De rechtbank gaat er in navolging van partijen vanuit dat opeising (art. 60 EOV) EP 180 alleen mogelijk is voor zover de geclaimde materie inventief is. Verder oordeelt de rechtbank dat de in conclusie 1 geclaimde werkwijze is niet beperkt is tot het gebruik van isobare persen met lucht als drukmiddel, waarbij vraag is van wie het idee om een isobare pers te gebruiken voor het sinteren van polyetheenpoeder afkomstig is, ongeacht het daarbij gebruikte drukmiddel (olie of lucht).
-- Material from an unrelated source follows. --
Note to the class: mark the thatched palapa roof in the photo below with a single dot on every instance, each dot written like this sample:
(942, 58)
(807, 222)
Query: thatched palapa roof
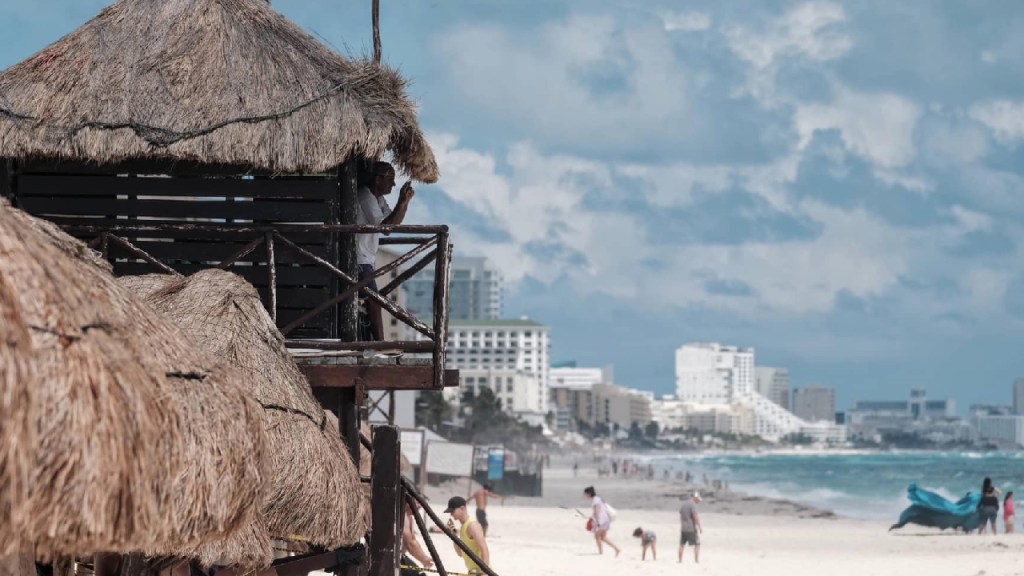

Ook oordeelt de rechtbank dat vast staat dat Held nog voordat Teijin door Hymmen op (de voordelen van) een isobare pers was gewezen, Teijin op de mogelijkheid van gebruik van haar isobare pers had gewezen. Onbetwist is verder dat Teijin voor de contacten met Hymmen op ander gebied al werkte met isobare persen, hetgeen meebrengt dat Teijin wel degelijk enig besef had van het gebruik van een isobaar perssysteem. Teijin was dus al bekend met de isobare pers voor de samenwerking met Hymmen, waardoor de opeising van conclusie 1 faalt. Dat Hymmen de isobare pers tot een goede uitvoeringsvorm zou hebben gemaakt maakt dit niet anders: de vakman had volgens de rechtbank tot een nawerkbare uitvoeringsvorm kunnen komen. Verder oordeelt de rechtbank dat Hymmen ook de overige conclusies niet op grond van artikel 60 EOV kan opeisen, omdat de conclusies niet inventief zijn. 

Ten aanzien van de opeising op basis van de geheimhoudingsovereenkomst oordeelt de rechtbank dat niet kan wordenontzenuwd dat het idee voor het gebruik van een isobare pers reeds voor het contact met Hymmen bij Teijin bekend was, waardoor niet kan worden aangenomen dat (enkel) Hymmen die gedachte heeft ingebracht en daarop op grond van de geheimhoudingsovereenkomst het recht heeft voorbehouden om een octrooi aan te vragen.